Bush met with Slovak leaders including President Ivan Gašparovič and Prime Minister Mikuláš Dzurinda. On 24 February Bush also gave a public speech in Hviezdoslav Square (Hviezdoslavovo námestie) in Bratislava.

Topics of discussion at the summit are partly private, but included Russian democracy (this was the main topic at the subsequent press conference), the situation in Iran, the North Korean nuclear talks and other international topics. One of the objects of the summit activities was to improve relations between the U.S. and Europe. Notably, Slovakia is an ally of the U.S. in the Iraq War and contributed troops to the Coalition of the willing.

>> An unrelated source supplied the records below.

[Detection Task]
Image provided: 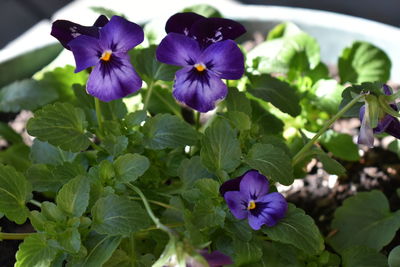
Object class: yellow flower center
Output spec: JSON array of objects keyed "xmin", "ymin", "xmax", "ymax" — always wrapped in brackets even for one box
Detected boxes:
[
  {"xmin": 194, "ymin": 64, "xmax": 206, "ymax": 72},
  {"xmin": 247, "ymin": 200, "xmax": 256, "ymax": 210},
  {"xmin": 100, "ymin": 50, "xmax": 112, "ymax": 61}
]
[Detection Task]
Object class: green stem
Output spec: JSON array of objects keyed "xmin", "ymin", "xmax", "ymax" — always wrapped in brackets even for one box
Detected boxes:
[
  {"xmin": 94, "ymin": 97, "xmax": 103, "ymax": 133},
  {"xmin": 292, "ymin": 94, "xmax": 365, "ymax": 166},
  {"xmin": 29, "ymin": 199, "xmax": 42, "ymax": 208},
  {"xmin": 126, "ymin": 183, "xmax": 174, "ymax": 235},
  {"xmin": 0, "ymin": 232, "xmax": 33, "ymax": 240},
  {"xmin": 143, "ymin": 82, "xmax": 154, "ymax": 110}
]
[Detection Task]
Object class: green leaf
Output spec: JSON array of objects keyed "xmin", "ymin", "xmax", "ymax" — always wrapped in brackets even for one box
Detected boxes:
[
  {"xmin": 56, "ymin": 175, "xmax": 90, "ymax": 217},
  {"xmin": 342, "ymin": 246, "xmax": 388, "ymax": 267},
  {"xmin": 320, "ymin": 130, "xmax": 360, "ymax": 161},
  {"xmin": 27, "ymin": 103, "xmax": 90, "ymax": 152},
  {"xmin": 92, "ymin": 195, "xmax": 150, "ymax": 235},
  {"xmin": 131, "ymin": 45, "xmax": 179, "ymax": 82},
  {"xmin": 200, "ymin": 117, "xmax": 242, "ymax": 172},
  {"xmin": 0, "ymin": 44, "xmax": 63, "ymax": 87},
  {"xmin": 30, "ymin": 139, "xmax": 77, "ymax": 165},
  {"xmin": 328, "ymin": 190, "xmax": 400, "ymax": 252},
  {"xmin": 245, "ymin": 144, "xmax": 294, "ymax": 185},
  {"xmin": 249, "ymin": 74, "xmax": 301, "ymax": 117},
  {"xmin": 143, "ymin": 114, "xmax": 198, "ymax": 150},
  {"xmin": 0, "ymin": 165, "xmax": 32, "ymax": 224},
  {"xmin": 262, "ymin": 204, "xmax": 324, "ymax": 255},
  {"xmin": 0, "ymin": 80, "xmax": 58, "ymax": 112},
  {"xmin": 15, "ymin": 234, "xmax": 58, "ymax": 267},
  {"xmin": 114, "ymin": 154, "xmax": 150, "ymax": 182},
  {"xmin": 388, "ymin": 246, "xmax": 400, "ymax": 267},
  {"xmin": 338, "ymin": 41, "xmax": 392, "ymax": 84},
  {"xmin": 67, "ymin": 232, "xmax": 122, "ymax": 267}
]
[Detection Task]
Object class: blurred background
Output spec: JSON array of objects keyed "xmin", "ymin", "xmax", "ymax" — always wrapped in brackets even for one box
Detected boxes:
[{"xmin": 0, "ymin": 0, "xmax": 400, "ymax": 49}]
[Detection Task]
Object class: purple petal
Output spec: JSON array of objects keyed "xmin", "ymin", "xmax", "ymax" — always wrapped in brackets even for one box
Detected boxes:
[
  {"xmin": 385, "ymin": 117, "xmax": 400, "ymax": 139},
  {"xmin": 240, "ymin": 171, "xmax": 269, "ymax": 200},
  {"xmin": 68, "ymin": 35, "xmax": 102, "ymax": 72},
  {"xmin": 86, "ymin": 53, "xmax": 142, "ymax": 102},
  {"xmin": 199, "ymin": 249, "xmax": 233, "ymax": 267},
  {"xmin": 224, "ymin": 191, "xmax": 249, "ymax": 220},
  {"xmin": 165, "ymin": 12, "xmax": 204, "ymax": 35},
  {"xmin": 189, "ymin": 18, "xmax": 246, "ymax": 47},
  {"xmin": 50, "ymin": 16, "xmax": 104, "ymax": 50},
  {"xmin": 156, "ymin": 33, "xmax": 200, "ymax": 66},
  {"xmin": 100, "ymin": 16, "xmax": 144, "ymax": 52},
  {"xmin": 170, "ymin": 68, "xmax": 228, "ymax": 112},
  {"xmin": 199, "ymin": 40, "xmax": 244, "ymax": 80}
]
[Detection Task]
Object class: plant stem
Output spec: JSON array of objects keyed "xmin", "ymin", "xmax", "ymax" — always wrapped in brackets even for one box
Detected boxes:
[
  {"xmin": 94, "ymin": 97, "xmax": 103, "ymax": 133},
  {"xmin": 125, "ymin": 183, "xmax": 174, "ymax": 235},
  {"xmin": 292, "ymin": 94, "xmax": 365, "ymax": 166},
  {"xmin": 143, "ymin": 82, "xmax": 154, "ymax": 110},
  {"xmin": 29, "ymin": 199, "xmax": 42, "ymax": 208},
  {"xmin": 0, "ymin": 232, "xmax": 33, "ymax": 241},
  {"xmin": 129, "ymin": 197, "xmax": 178, "ymax": 210}
]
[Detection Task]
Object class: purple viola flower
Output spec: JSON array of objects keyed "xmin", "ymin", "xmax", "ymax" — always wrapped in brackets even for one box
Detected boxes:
[
  {"xmin": 357, "ymin": 84, "xmax": 400, "ymax": 147},
  {"xmin": 50, "ymin": 15, "xmax": 109, "ymax": 50},
  {"xmin": 220, "ymin": 170, "xmax": 288, "ymax": 230},
  {"xmin": 52, "ymin": 16, "xmax": 144, "ymax": 102},
  {"xmin": 156, "ymin": 13, "xmax": 245, "ymax": 112}
]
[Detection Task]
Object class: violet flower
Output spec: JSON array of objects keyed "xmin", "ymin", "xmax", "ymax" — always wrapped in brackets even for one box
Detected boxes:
[
  {"xmin": 357, "ymin": 84, "xmax": 400, "ymax": 147},
  {"xmin": 156, "ymin": 13, "xmax": 245, "ymax": 112},
  {"xmin": 220, "ymin": 170, "xmax": 288, "ymax": 230},
  {"xmin": 53, "ymin": 16, "xmax": 144, "ymax": 102}
]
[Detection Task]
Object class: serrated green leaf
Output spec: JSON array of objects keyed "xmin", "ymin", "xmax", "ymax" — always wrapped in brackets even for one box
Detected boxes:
[
  {"xmin": 27, "ymin": 103, "xmax": 90, "ymax": 152},
  {"xmin": 248, "ymin": 74, "xmax": 301, "ymax": 117},
  {"xmin": 0, "ymin": 44, "xmax": 63, "ymax": 87},
  {"xmin": 388, "ymin": 246, "xmax": 400, "ymax": 267},
  {"xmin": 0, "ymin": 80, "xmax": 58, "ymax": 112},
  {"xmin": 143, "ymin": 114, "xmax": 198, "ymax": 150},
  {"xmin": 92, "ymin": 195, "xmax": 150, "ymax": 235},
  {"xmin": 114, "ymin": 154, "xmax": 150, "ymax": 182},
  {"xmin": 56, "ymin": 175, "xmax": 90, "ymax": 217},
  {"xmin": 0, "ymin": 164, "xmax": 32, "ymax": 224},
  {"xmin": 320, "ymin": 130, "xmax": 360, "ymax": 161},
  {"xmin": 328, "ymin": 190, "xmax": 400, "ymax": 252},
  {"xmin": 262, "ymin": 204, "xmax": 324, "ymax": 255},
  {"xmin": 200, "ymin": 117, "xmax": 241, "ymax": 172},
  {"xmin": 342, "ymin": 246, "xmax": 388, "ymax": 267},
  {"xmin": 15, "ymin": 234, "xmax": 58, "ymax": 267},
  {"xmin": 338, "ymin": 41, "xmax": 392, "ymax": 84},
  {"xmin": 30, "ymin": 139, "xmax": 77, "ymax": 165},
  {"xmin": 245, "ymin": 144, "xmax": 294, "ymax": 185}
]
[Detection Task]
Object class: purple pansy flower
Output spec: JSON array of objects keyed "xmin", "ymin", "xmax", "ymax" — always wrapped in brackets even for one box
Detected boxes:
[
  {"xmin": 358, "ymin": 84, "xmax": 400, "ymax": 147},
  {"xmin": 50, "ymin": 16, "xmax": 144, "ymax": 102},
  {"xmin": 156, "ymin": 13, "xmax": 245, "ymax": 112},
  {"xmin": 220, "ymin": 170, "xmax": 288, "ymax": 230}
]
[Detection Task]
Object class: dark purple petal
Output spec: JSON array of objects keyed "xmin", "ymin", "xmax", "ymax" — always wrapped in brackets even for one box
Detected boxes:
[
  {"xmin": 165, "ymin": 12, "xmax": 204, "ymax": 35},
  {"xmin": 189, "ymin": 18, "xmax": 246, "ymax": 47},
  {"xmin": 156, "ymin": 33, "xmax": 200, "ymax": 66},
  {"xmin": 50, "ymin": 15, "xmax": 108, "ymax": 50},
  {"xmin": 170, "ymin": 68, "xmax": 228, "ymax": 112},
  {"xmin": 86, "ymin": 53, "xmax": 142, "ymax": 102},
  {"xmin": 199, "ymin": 40, "xmax": 244, "ymax": 80},
  {"xmin": 68, "ymin": 35, "xmax": 102, "ymax": 72},
  {"xmin": 385, "ymin": 117, "xmax": 400, "ymax": 139},
  {"xmin": 224, "ymin": 191, "xmax": 249, "ymax": 220},
  {"xmin": 240, "ymin": 171, "xmax": 269, "ymax": 200},
  {"xmin": 199, "ymin": 249, "xmax": 233, "ymax": 267},
  {"xmin": 99, "ymin": 16, "xmax": 144, "ymax": 52}
]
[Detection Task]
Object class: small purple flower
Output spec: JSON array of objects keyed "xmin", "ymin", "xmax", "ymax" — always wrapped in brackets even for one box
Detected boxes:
[
  {"xmin": 358, "ymin": 84, "xmax": 400, "ymax": 147},
  {"xmin": 220, "ymin": 170, "xmax": 288, "ymax": 230},
  {"xmin": 53, "ymin": 16, "xmax": 144, "ymax": 102},
  {"xmin": 156, "ymin": 13, "xmax": 245, "ymax": 112}
]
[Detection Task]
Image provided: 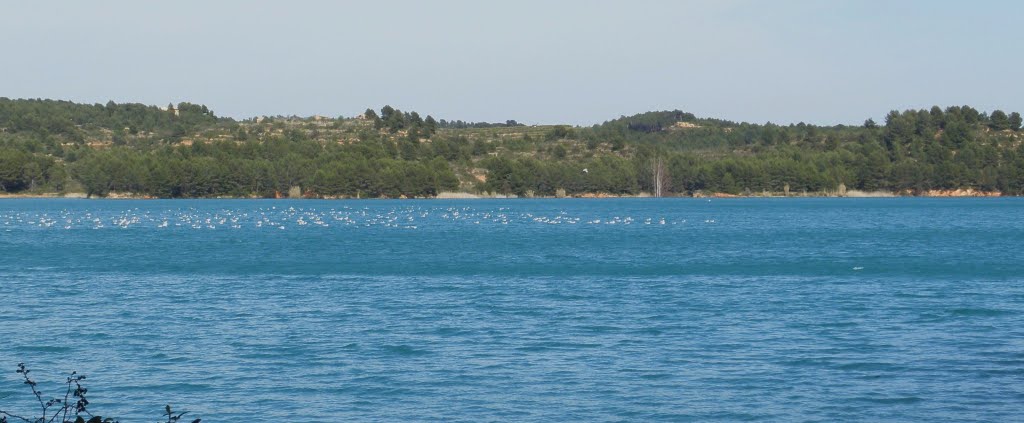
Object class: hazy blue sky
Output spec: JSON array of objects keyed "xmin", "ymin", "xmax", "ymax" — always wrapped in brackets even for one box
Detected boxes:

In conjunction with the summit, a conference, "A New Quest for Democracy", was held in Bratislava by the Marshall Fund in conjunction with Slovak partners, to which mainly past or contemporaneous "fighters" for democracy from Eastern Europe (incl. Belarus, Serbia etc.) were invited.

Both first ladies visited the famous Primate's Palace. The US first lady opened a department of the University Library in Bratislava (which was being restored and modernized at that time) that was devoted to US literature and studies. The Russian first lady opened a similar department for Russian literature in the same library one day later.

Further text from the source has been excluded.